SoarHere.com – A massive planned Lake Tahoe development hit another setback in a California Appeals Court. The court blocked the environmental review finding their California Environmental Quality Act (CEQA) review “inadequate.” This, after a lower court approved the review.
According to a Greenwire article, Alterra Mountain Company’s plan to construct a huge 94-acre resort near Squaw Valley has been challenged by the organization known as Sierra Watch for years. The conservationists claim the resort would taint the environmental setting around Lake Tahoe. A Placer County court rejected that claim, and Sierra Watch sued and lost, then appealed and won a reversal on August 24.
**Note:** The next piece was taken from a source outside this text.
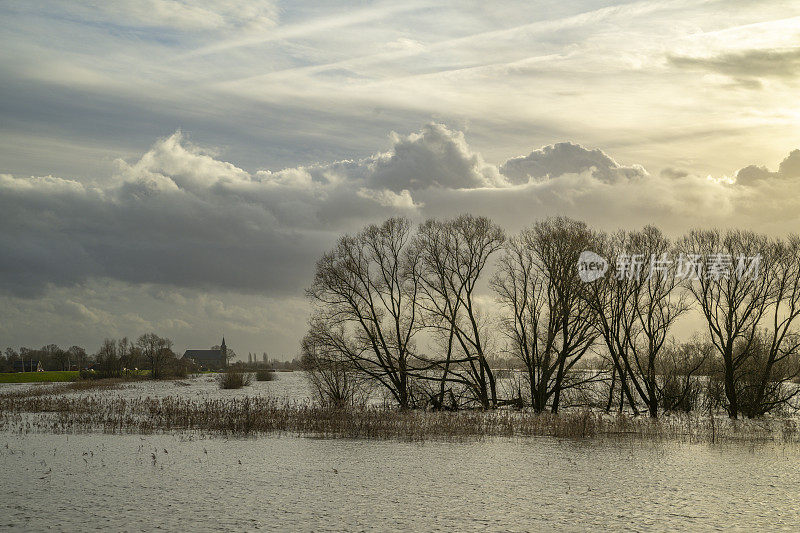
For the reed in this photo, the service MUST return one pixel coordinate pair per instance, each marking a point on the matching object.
(260, 415)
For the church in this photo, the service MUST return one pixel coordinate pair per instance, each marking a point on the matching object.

“The misleading estimation of evacuation times prevented decision making.”
— Justice Cole Blease
Justice Cole Blease writing for the Appeals courts, said, “The review underestimated evacuation times in the event of an evacuation. We find this underestimation to be significant…the misleading estimation of the evacuation times prevented decision making. We find the EIR inadequate in this respect as a result.”
Blease described in the 51-page decision that Lake Tahoe is a “unique and significant environmental resource.” The decision used several Supreme Court opinions to provide precedence regarding Lake Tahoe as “uniquely beautiful” and a “national treasure.” He ruled that Placer County never “meaningfully discussed Lake Tahoe in its description of the environmental setting.”
Sierra Watch Executive Director Tom Mooers said in a statement, “The decision marks a major milestone in the multi-generational commitment to conservation in the Sierra Nevada. And it’s a great example of how we can work together to protect the places we love.”
The Greenwire article reported that the proposal called for a series of high-rise condos containing 850 units, 300,000 square feet of commercial space, and more than 3,000 parking spaces. However, it would take 25 years to build out.
In November 2016, Place County Supervisors approved the project 4-1. Sierra Watch sued to claim that the County violated CEQA, but the group lost in the lower trial court. This ruling now sends the case back to Placer County Superior Court, with the County must now determine how they can comply with CEQA.